Rohin Shah comments on Garrabrant and Shah on human modeling in AGI

Rohin Shah 4 Aug 2021 6:27 UTC
LW: 24 AF: 13
AF
Planned summary for the Alignment Newsletter:
This is a conversation between Scott and me about the <@relative dangers of human modeling@>(@Thoughts on Human Models@), moderated by Eli Tyre. From a safety perspective, the main reason to _avoid_ human modeling is that the agent’s cognition will be much “further” away from manipulation of humans; for example, it seems more unlikely that your AI system tricks people into launching nukes, if it never learned very much about humans in the first place. The main counterargument is that this precludes using human oversight of agent cognition (since when humans are overseeing the agent’s cognition, then the agent is likely to learn about humans in order to satisfy that oversight); this human oversight could plausibly greatly increase safety. It also seems like systems that don’t model humans will have a hard time performing many useful tasks, though the conversation mostly did not touch upon this point.
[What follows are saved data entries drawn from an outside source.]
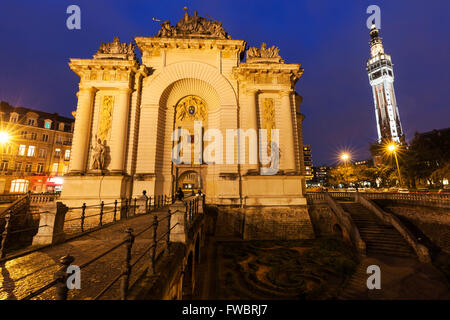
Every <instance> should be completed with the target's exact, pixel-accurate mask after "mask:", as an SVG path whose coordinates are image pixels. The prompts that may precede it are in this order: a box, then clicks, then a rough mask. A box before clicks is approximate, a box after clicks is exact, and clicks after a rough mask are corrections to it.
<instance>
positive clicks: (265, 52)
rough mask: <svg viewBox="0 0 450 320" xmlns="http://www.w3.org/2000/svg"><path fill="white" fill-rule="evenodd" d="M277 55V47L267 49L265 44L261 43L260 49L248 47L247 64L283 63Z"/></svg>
mask: <svg viewBox="0 0 450 320" xmlns="http://www.w3.org/2000/svg"><path fill="white" fill-rule="evenodd" d="M279 53H280V49H279V48H278V47H275V46H272V47H270V48H267V45H266V43H265V42H263V43H262V44H261V48H259V49H258V48H255V47H250V48H249V49H248V50H247V62H266V63H267V62H268V63H280V62H281V63H283V62H284V61H283V60H282V59H281V57H280V54H279Z"/></svg>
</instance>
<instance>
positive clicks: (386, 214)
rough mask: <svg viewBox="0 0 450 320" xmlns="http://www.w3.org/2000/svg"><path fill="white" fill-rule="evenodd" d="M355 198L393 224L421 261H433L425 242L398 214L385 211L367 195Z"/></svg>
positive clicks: (428, 262)
mask: <svg viewBox="0 0 450 320" xmlns="http://www.w3.org/2000/svg"><path fill="white" fill-rule="evenodd" d="M355 200H356V202H358V203H360V204H361V205H363V206H364V207H366V208H367V209H368V210H370V211H371V212H373V213H374V214H375V215H376V216H377V217H378V218H380V219H381V221H383V222H384V223H386V224H389V225H391V226H393V227H394V228H395V229H396V230H397V231H398V232H399V233H400V234H401V235H402V237H403V238H404V239H405V240H406V241H407V242H408V243H409V245H411V247H412V248H413V249H414V251H415V252H416V254H417V256H418V257H419V260H420V261H421V262H425V263H429V262H431V258H430V253H429V251H428V248H427V247H425V246H424V245H423V244H421V243H419V242H418V241H417V239H416V238H415V236H414V235H413V234H412V233H411V232H410V231H409V230H408V228H406V227H405V226H404V225H403V223H402V222H401V221H400V220H399V219H398V218H397V217H396V216H394V215H393V214H391V213H389V212H386V211H384V210H383V209H381V208H380V207H379V206H378V205H377V204H376V203H374V202H373V201H370V200H369V199H366V198H365V196H363V195H362V194H357V195H356V199H355Z"/></svg>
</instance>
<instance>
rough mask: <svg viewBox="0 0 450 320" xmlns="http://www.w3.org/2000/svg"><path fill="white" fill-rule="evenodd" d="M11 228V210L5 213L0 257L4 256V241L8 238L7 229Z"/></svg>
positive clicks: (7, 229) (2, 257)
mask: <svg viewBox="0 0 450 320" xmlns="http://www.w3.org/2000/svg"><path fill="white" fill-rule="evenodd" d="M10 228H11V210H9V212H8V213H7V214H6V215H5V229H4V230H3V233H2V243H1V247H0V258H4V257H5V256H6V243H7V240H8V235H9V229H10Z"/></svg>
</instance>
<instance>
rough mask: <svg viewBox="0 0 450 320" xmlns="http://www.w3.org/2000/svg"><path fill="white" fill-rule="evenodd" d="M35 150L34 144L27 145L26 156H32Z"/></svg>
mask: <svg viewBox="0 0 450 320" xmlns="http://www.w3.org/2000/svg"><path fill="white" fill-rule="evenodd" d="M35 150H36V147H35V146H29V147H28V156H29V157H34V152H35Z"/></svg>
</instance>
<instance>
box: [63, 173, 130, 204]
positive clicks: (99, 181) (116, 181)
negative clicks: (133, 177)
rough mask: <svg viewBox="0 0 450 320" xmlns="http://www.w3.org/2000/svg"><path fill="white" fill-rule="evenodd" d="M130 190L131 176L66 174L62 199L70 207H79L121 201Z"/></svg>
mask: <svg viewBox="0 0 450 320" xmlns="http://www.w3.org/2000/svg"><path fill="white" fill-rule="evenodd" d="M130 191H131V178H130V177H129V176H122V175H117V176H108V175H105V176H94V175H86V176H65V177H64V186H63V190H62V193H61V198H60V200H61V201H63V202H64V203H65V204H66V205H67V206H68V207H79V206H81V205H83V203H86V205H94V204H100V202H102V201H105V203H108V202H114V200H118V201H120V200H121V199H126V198H128V197H129V195H130Z"/></svg>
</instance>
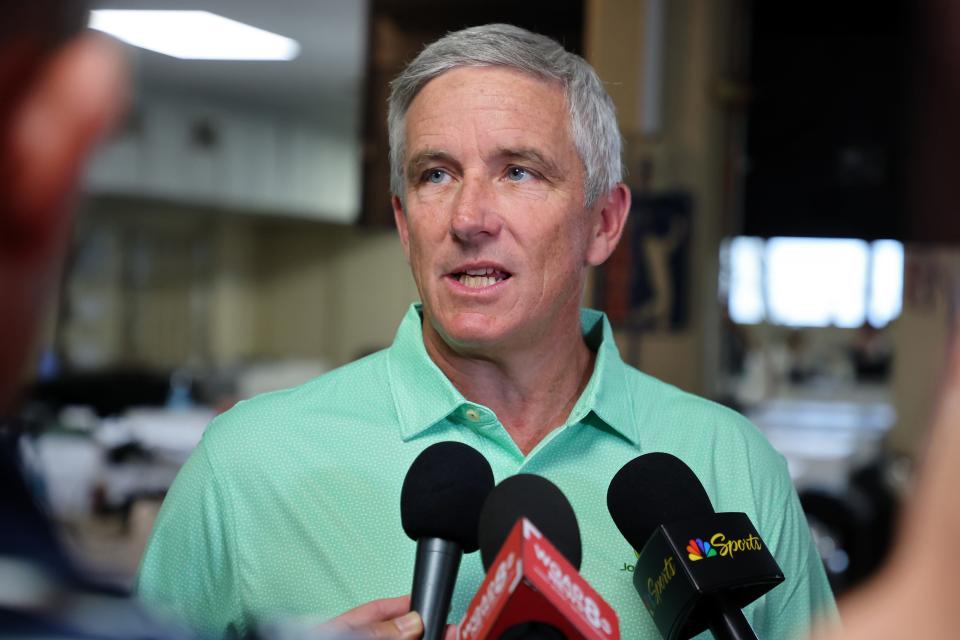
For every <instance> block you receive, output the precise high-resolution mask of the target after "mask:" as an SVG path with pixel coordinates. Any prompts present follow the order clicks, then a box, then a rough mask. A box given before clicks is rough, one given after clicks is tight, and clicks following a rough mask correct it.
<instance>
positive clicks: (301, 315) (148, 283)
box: [61, 199, 417, 368]
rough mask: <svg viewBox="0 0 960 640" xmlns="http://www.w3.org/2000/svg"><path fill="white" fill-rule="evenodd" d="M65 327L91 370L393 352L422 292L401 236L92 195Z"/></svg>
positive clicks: (310, 222)
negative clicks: (406, 260)
mask: <svg viewBox="0 0 960 640" xmlns="http://www.w3.org/2000/svg"><path fill="white" fill-rule="evenodd" d="M81 220H82V221H83V223H82V224H81V226H80V229H79V230H78V238H79V240H80V249H81V257H83V258H84V260H83V261H80V262H79V263H78V265H77V267H76V268H75V269H74V272H73V275H72V277H71V281H70V284H69V286H68V291H69V293H68V295H69V299H70V300H71V301H72V303H71V305H70V312H69V315H68V319H67V322H66V323H65V324H64V325H63V328H62V331H61V335H62V336H63V340H64V342H65V344H66V346H67V348H68V351H69V352H70V353H72V354H74V356H75V358H76V359H77V362H78V364H80V365H82V366H94V367H96V366H103V365H107V364H121V363H122V364H134V363H143V364H147V365H153V366H158V367H169V368H172V367H177V366H183V365H188V366H194V367H204V366H230V365H233V364H237V363H242V362H249V361H254V360H276V359H286V358H295V359H304V358H307V359H318V360H321V361H323V362H325V363H327V364H329V365H330V366H336V365H339V364H343V363H345V362H348V361H350V360H352V359H353V358H355V357H356V356H357V355H358V354H360V353H362V352H366V351H369V350H372V349H374V348H380V347H383V346H386V345H388V344H389V343H390V341H391V340H392V339H393V334H394V332H395V330H396V326H397V324H398V323H399V321H400V318H401V317H402V315H403V313H404V311H405V310H406V308H407V306H408V305H409V304H410V303H411V302H413V301H415V300H416V299H417V292H416V288H415V287H414V285H413V279H412V277H411V276H410V273H409V270H408V268H407V266H406V262H405V259H404V257H403V252H402V250H401V248H400V243H399V240H398V239H397V237H396V233H395V232H393V231H378V232H371V231H363V230H359V229H355V228H353V227H347V226H342V225H333V224H323V223H317V222H310V221H302V220H301V221H297V220H281V219H270V218H263V217H253V216H245V215H239V214H229V213H224V212H217V211H209V210H203V209H191V208H188V207H181V206H174V205H169V204H168V205H164V204H158V203H144V202H141V201H137V200H105V199H99V200H96V201H93V202H91V203H90V204H89V206H88V207H87V210H86V211H85V212H84V214H83V215H82V217H81Z"/></svg>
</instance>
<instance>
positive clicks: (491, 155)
mask: <svg viewBox="0 0 960 640" xmlns="http://www.w3.org/2000/svg"><path fill="white" fill-rule="evenodd" d="M568 114H569V112H568V110H567V104H566V100H565V98H564V95H563V92H562V90H561V88H560V86H559V85H557V84H554V83H550V82H546V81H542V80H539V79H536V78H533V77H531V76H528V75H525V74H522V73H520V72H517V71H514V70H511V69H506V68H502V67H462V68H458V69H454V70H452V71H448V72H446V73H444V74H443V75H441V76H439V77H437V78H435V79H433V80H431V81H430V82H429V83H427V85H426V86H424V87H423V89H422V90H421V91H420V93H419V94H418V95H417V97H416V98H415V99H414V100H413V103H412V104H411V105H410V109H409V110H408V112H407V118H406V157H405V160H404V162H405V164H404V170H405V175H406V187H405V189H406V203H405V206H404V207H401V205H400V203H399V201H398V200H397V199H396V198H395V199H394V212H395V217H396V220H397V226H398V229H399V231H400V238H401V241H402V242H403V246H404V250H405V252H406V254H407V259H408V261H409V262H410V266H411V269H412V271H413V277H414V280H415V281H416V284H417V288H418V290H419V292H420V299H421V300H422V302H423V305H424V315H425V318H426V319H427V321H428V322H427V323H425V326H424V332H425V336H427V338H428V339H429V334H430V333H431V332H432V331H436V333H438V334H439V335H440V336H441V337H442V338H443V340H444V342H446V344H447V345H449V346H451V347H453V348H454V349H455V350H458V351H470V350H480V351H488V352H489V351H490V350H491V349H494V350H495V349H496V348H498V347H509V348H517V347H522V346H524V345H529V344H531V343H532V341H537V340H543V339H550V338H552V337H557V336H560V335H563V334H564V331H569V330H570V327H571V326H573V327H576V326H577V318H578V313H579V312H578V309H579V304H580V297H581V292H582V289H583V283H584V278H585V270H586V267H587V266H588V265H589V264H598V263H599V262H602V260H603V259H605V258H606V252H604V251H601V250H599V249H598V247H596V246H595V244H597V243H596V242H595V241H594V240H595V236H596V225H597V215H596V211H594V210H591V211H588V210H586V209H585V208H584V206H583V201H584V192H583V185H584V169H583V164H582V162H581V160H580V158H579V156H578V154H577V152H576V149H575V148H574V145H573V141H572V139H571V137H570V126H569V115H568ZM598 208H599V207H595V208H594V209H598ZM600 253H602V254H603V255H599V254H600ZM571 323H573V324H572V325H571Z"/></svg>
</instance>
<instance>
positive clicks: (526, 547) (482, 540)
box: [458, 474, 620, 640]
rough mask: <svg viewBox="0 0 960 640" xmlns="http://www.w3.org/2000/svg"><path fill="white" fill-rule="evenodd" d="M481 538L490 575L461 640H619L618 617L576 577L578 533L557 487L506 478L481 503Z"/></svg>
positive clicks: (567, 509) (459, 628)
mask: <svg viewBox="0 0 960 640" xmlns="http://www.w3.org/2000/svg"><path fill="white" fill-rule="evenodd" d="M479 538H480V558H481V561H482V562H483V566H484V569H485V570H486V571H487V575H486V577H485V578H484V581H483V583H482V584H481V585H480V588H479V589H478V590H477V593H476V595H475V596H474V599H473V601H472V602H471V603H470V606H469V607H467V612H466V614H465V615H464V618H463V620H462V621H461V623H460V627H459V629H458V636H459V637H460V638H461V640H490V639H496V640H570V639H571V638H574V639H587V640H619V637H620V635H619V622H618V620H617V615H616V613H615V612H614V611H613V609H612V608H611V607H610V605H609V604H607V603H606V602H604V601H603V599H602V598H601V597H600V596H599V594H597V593H596V591H595V590H594V589H593V588H592V587H591V586H590V585H589V584H588V583H587V582H586V580H584V579H583V577H582V576H580V574H579V569H580V560H581V544H580V527H579V525H578V524H577V518H576V515H575V514H574V511H573V507H572V506H571V505H570V502H569V501H568V500H567V498H566V496H564V495H563V492H561V491H560V489H559V488H558V487H557V486H556V485H555V484H553V483H552V482H550V481H549V480H547V479H546V478H543V477H541V476H536V475H531V474H518V475H515V476H511V477H509V478H507V479H505V480H504V481H503V482H501V483H500V484H499V485H497V487H496V488H495V489H494V490H493V492H491V494H490V496H489V497H488V498H487V501H486V503H485V504H484V505H483V511H482V512H481V513H480V533H479Z"/></svg>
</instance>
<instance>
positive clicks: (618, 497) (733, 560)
mask: <svg viewBox="0 0 960 640" xmlns="http://www.w3.org/2000/svg"><path fill="white" fill-rule="evenodd" d="M607 508H608V509H609V510H610V515H611V516H613V520H614V522H615V523H616V525H617V528H619V529H620V532H621V533H622V534H623V536H624V537H625V538H626V539H627V541H628V542H629V543H630V544H631V545H632V546H633V548H634V549H639V550H640V555H639V556H638V558H637V564H636V568H635V569H634V574H633V584H634V587H635V588H636V589H637V592H638V593H639V594H640V598H641V600H642V601H643V604H644V606H645V607H646V608H647V611H648V612H649V613H650V615H651V616H652V617H653V621H654V623H655V624H656V625H657V628H658V629H659V630H660V633H661V635H663V637H664V638H665V640H685V639H686V638H690V637H693V636H695V635H697V634H698V633H701V632H703V631H705V630H706V629H708V628H709V629H710V630H711V632H712V633H713V636H714V637H715V638H717V639H718V640H748V639H751V640H756V638H757V636H756V634H755V633H754V632H753V629H751V628H750V624H749V623H748V622H747V619H746V618H745V617H744V615H743V612H742V611H741V609H742V608H743V607H745V606H747V605H748V604H750V603H751V602H753V601H754V600H756V599H757V598H759V597H760V596H762V595H763V594H765V593H766V592H767V591H769V590H770V589H772V588H774V587H775V586H777V585H778V584H780V583H781V582H783V573H782V572H781V571H780V567H779V566H778V565H777V563H776V561H775V560H774V559H773V555H771V553H770V551H769V550H768V549H767V547H766V545H765V544H764V542H763V540H761V539H760V535H759V534H758V533H757V530H756V529H755V528H754V527H753V525H752V524H751V523H750V520H749V518H747V516H746V514H743V513H715V512H714V510H713V505H711V504H710V498H709V497H708V496H707V493H706V491H705V490H704V488H703V485H702V484H700V481H699V480H698V479H697V477H696V476H695V475H694V473H693V471H691V470H690V468H689V467H688V466H687V465H686V464H684V463H683V462H682V461H681V460H680V459H679V458H677V457H675V456H672V455H670V454H668V453H648V454H645V455H642V456H639V457H637V458H634V459H633V460H631V461H630V462H628V463H627V464H625V465H624V466H623V468H622V469H620V471H618V472H617V474H616V475H615V476H614V478H613V480H612V481H611V482H610V488H609V490H608V491H607Z"/></svg>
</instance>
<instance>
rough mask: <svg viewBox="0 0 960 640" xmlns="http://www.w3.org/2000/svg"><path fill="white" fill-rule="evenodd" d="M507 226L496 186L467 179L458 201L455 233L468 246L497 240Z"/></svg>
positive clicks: (454, 202)
mask: <svg viewBox="0 0 960 640" xmlns="http://www.w3.org/2000/svg"><path fill="white" fill-rule="evenodd" d="M502 226H503V220H502V219H501V217H500V214H499V212H498V208H497V197H496V193H495V192H494V186H493V185H492V184H490V183H489V182H487V181H485V180H483V179H480V178H470V177H468V178H466V179H465V180H464V181H463V186H462V187H461V188H460V192H459V193H458V194H457V199H456V201H455V202H454V210H453V219H452V221H451V230H452V232H453V235H454V236H455V237H456V238H457V239H458V240H460V241H461V242H464V243H476V242H482V241H483V240H484V239H487V238H493V237H496V236H497V234H499V233H500V228H501V227H502Z"/></svg>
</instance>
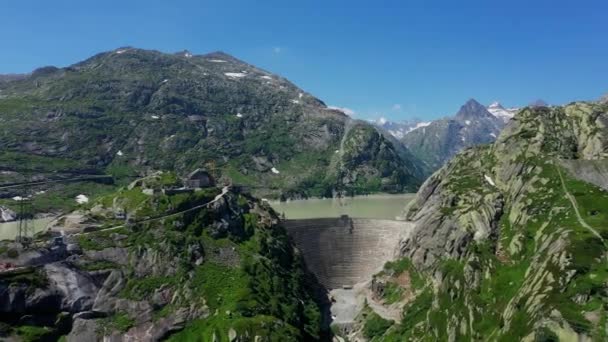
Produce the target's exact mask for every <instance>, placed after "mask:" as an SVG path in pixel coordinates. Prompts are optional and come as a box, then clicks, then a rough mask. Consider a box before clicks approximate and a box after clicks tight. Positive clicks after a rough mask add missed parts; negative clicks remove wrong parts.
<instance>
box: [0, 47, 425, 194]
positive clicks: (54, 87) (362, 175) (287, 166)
mask: <svg viewBox="0 0 608 342" xmlns="http://www.w3.org/2000/svg"><path fill="white" fill-rule="evenodd" d="M0 118H1V119H2V120H4V122H5V124H6V125H5V126H4V127H5V129H4V130H2V131H0V142H1V143H3V144H4V146H7V147H8V150H7V151H6V152H8V153H10V158H8V157H9V156H8V155H5V156H4V157H5V158H4V160H5V161H6V164H5V165H8V164H10V163H13V161H12V160H14V159H15V158H16V156H18V158H21V159H22V160H27V162H28V163H32V164H35V165H34V166H35V168H36V167H38V165H39V164H38V162H37V161H36V160H38V159H39V158H40V157H44V158H53V159H56V160H66V162H68V161H69V163H73V164H77V165H79V167H81V168H96V169H99V170H101V171H103V172H111V173H114V174H117V173H121V174H131V175H145V174H147V173H149V172H154V171H156V170H166V169H168V170H175V171H177V172H178V173H180V174H182V175H185V174H187V173H189V172H190V171H192V170H193V169H196V168H200V167H205V168H209V169H210V170H211V171H212V172H214V173H215V176H216V177H218V178H220V179H224V180H226V181H233V182H235V183H239V184H243V185H249V186H254V188H253V189H254V191H255V192H256V194H258V195H260V196H263V197H275V198H279V197H283V198H285V197H287V198H289V197H290V196H291V197H292V198H293V197H295V198H300V197H309V196H332V195H336V194H355V193H369V192H375V191H390V192H402V191H412V190H415V189H416V188H417V186H418V185H419V184H420V179H421V177H422V176H421V173H420V172H418V171H416V170H418V169H419V167H418V166H416V165H413V164H417V163H420V162H419V161H417V160H416V159H415V158H414V157H411V158H410V159H407V160H406V159H403V160H401V158H405V157H406V154H403V153H398V152H397V150H398V149H401V147H399V146H395V145H394V142H391V141H389V140H387V139H386V138H385V137H382V138H380V140H381V141H377V143H378V144H380V145H382V146H386V148H388V149H389V150H392V151H393V152H391V153H387V154H385V155H384V156H390V157H391V158H398V159H399V160H387V161H386V162H387V163H388V164H392V165H394V166H395V167H396V168H397V170H399V171H398V172H397V175H395V176H391V175H390V174H388V173H387V172H381V171H379V170H378V169H377V168H376V167H373V166H371V165H380V163H378V161H376V160H375V158H376V157H375V156H374V155H370V154H366V156H367V157H366V158H367V159H366V158H359V156H355V155H352V154H343V153H336V152H335V151H337V150H339V147H340V145H341V144H342V140H344V137H345V134H346V133H347V129H346V127H347V126H348V127H350V126H351V123H352V120H351V119H350V118H349V117H348V116H347V115H345V114H344V113H343V112H341V111H338V110H333V109H330V108H328V107H327V106H326V105H325V103H324V102H323V101H321V100H319V99H317V98H316V97H314V96H312V95H311V94H309V93H308V92H306V91H304V90H302V89H300V88H298V87H297V86H295V85H294V84H293V83H291V82H289V81H288V80H286V79H285V78H283V77H281V76H278V75H275V74H272V73H270V72H268V71H265V70H263V69H259V68H257V67H255V66H253V65H250V64H247V63H246V62H243V61H241V60H239V59H237V58H235V57H232V56H230V55H228V54H225V53H223V52H212V53H209V54H203V55H193V54H192V53H189V52H180V53H178V54H167V53H163V52H159V51H154V50H144V49H137V48H132V47H123V48H118V49H114V50H111V51H106V52H101V53H98V54H96V55H94V56H92V57H90V58H87V59H85V60H83V61H81V62H77V63H74V64H72V65H70V66H68V67H65V68H55V67H45V68H41V69H38V70H37V71H35V72H33V73H32V75H31V76H29V77H27V78H24V79H20V80H16V81H12V82H7V83H2V85H0ZM365 125H366V124H356V125H352V126H353V127H355V129H356V130H360V129H362V128H363V127H364V126H365ZM351 137H354V135H353V136H351ZM357 137H358V139H362V138H367V139H376V138H374V137H373V135H371V134H363V135H358V136H357ZM358 143H361V144H366V143H367V142H366V141H364V140H359V141H358ZM370 146H372V145H370ZM359 151H361V150H359ZM361 152H363V151H361ZM343 156H347V157H348V158H354V159H353V160H356V161H357V163H358V164H352V163H351V160H339V159H340V158H342V157H343ZM370 158H371V159H370ZM0 160H2V155H0ZM344 164H349V165H351V166H352V167H351V168H350V169H342V168H340V165H344ZM406 165H407V167H404V166H406ZM273 170H276V171H277V172H275V171H273ZM411 172H414V174H412V173H411ZM402 173H403V175H405V174H408V176H407V177H405V178H407V179H410V180H411V181H412V182H411V183H408V184H402V183H400V179H405V178H403V177H401V176H398V174H402ZM380 174H383V175H384V176H382V177H380V178H381V179H382V181H381V184H380V185H379V184H377V183H375V182H372V180H373V179H375V177H378V175H380ZM410 176H411V177H410ZM400 177H401V178H400ZM345 182H347V183H345ZM366 186H370V187H369V188H366ZM311 189H312V190H311Z"/></svg>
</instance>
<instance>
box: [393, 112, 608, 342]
mask: <svg viewBox="0 0 608 342" xmlns="http://www.w3.org/2000/svg"><path fill="white" fill-rule="evenodd" d="M607 120H608V107H606V106H605V105H597V104H590V103H573V104H570V105H567V106H564V107H551V108H549V107H530V108H526V109H524V110H522V111H520V112H519V113H518V114H517V115H516V116H515V118H514V119H513V120H512V121H511V122H510V123H509V124H508V125H507V126H506V128H505V129H504V131H503V132H502V133H501V135H500V136H499V138H498V140H497V141H496V142H495V143H494V144H493V145H487V146H484V147H476V148H472V149H468V150H465V151H464V152H462V153H460V154H459V155H457V156H456V157H455V158H454V159H453V160H452V161H450V162H449V163H448V164H447V165H446V166H444V167H443V168H442V169H441V170H440V171H438V172H437V173H435V174H434V175H433V176H432V177H430V178H429V179H428V180H427V181H426V182H425V184H424V185H423V186H422V188H421V190H420V191H419V192H418V195H417V197H416V199H415V200H414V201H412V202H411V204H410V205H409V207H408V208H407V210H406V216H407V218H408V219H409V220H412V221H414V222H415V223H416V228H415V231H414V233H413V234H412V235H410V237H409V238H408V239H407V240H405V241H403V242H402V246H401V251H402V255H403V256H404V258H405V259H406V260H410V261H411V263H412V264H411V265H413V266H412V267H413V270H415V271H413V272H412V270H410V274H418V273H416V272H419V273H421V274H422V278H423V279H426V280H425V281H423V282H422V284H426V286H418V289H417V290H416V291H414V296H413V297H412V296H409V297H408V298H401V301H402V302H403V303H405V309H404V312H403V317H404V318H403V321H402V322H400V324H395V325H393V326H392V327H390V328H389V329H385V332H384V333H383V335H382V336H384V338H387V339H388V338H389V337H390V338H397V337H398V338H403V339H408V340H424V339H425V338H424V337H423V336H426V337H427V338H428V337H429V336H432V339H434V340H450V341H456V340H462V339H466V340H468V339H475V340H488V339H490V340H505V341H507V340H509V341H512V340H530V341H533V340H557V339H559V340H604V339H605V338H606V336H607V334H608V331H607V329H606V324H605V322H606V317H608V316H607V312H606V308H605V303H606V301H607V300H608V299H607V298H608V285H607V284H608V276H607V275H606V274H607V273H606V266H605V265H606V257H607V255H608V253H607V252H608V248H607V247H606V246H607V245H606V239H607V238H608V211H607V209H606V208H608V194H607V193H606V191H605V189H604V188H602V187H601V186H602V184H603V183H602V182H603V180H604V179H605V177H606V175H605V174H604V173H605V169H604V168H603V167H589V166H587V165H589V164H591V165H596V166H597V164H600V165H603V164H605V160H606V158H607V157H608V127H607V123H608V121H607ZM564 165H565V167H564ZM581 168H584V169H585V172H583V173H578V172H577V170H580V169H581ZM571 171H573V172H577V173H573V172H571ZM598 185H600V186H598ZM410 290H412V289H410ZM412 291H413V290H412Z"/></svg>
Scott’s position is that given there are these two quite different risks (manipulation worries, vs. learning the wrong cognition due to poor oversight), it seems worthwhile to put some effort into addressing each risk, and avoiding human models is much more neglected than improving human oversight. My position is that it seems much less likely that there is a plausible success path where we do very little human modeling, and so I want a lot more work along the oversight path. I _do_ think that it is worth differentially pushing AI systems towards tasks that don’t require much human modeling, e.g. physics and engineering, rather than ones that do, e.g. sales and marketing, but this seems roughly independent of technical work, at least currently.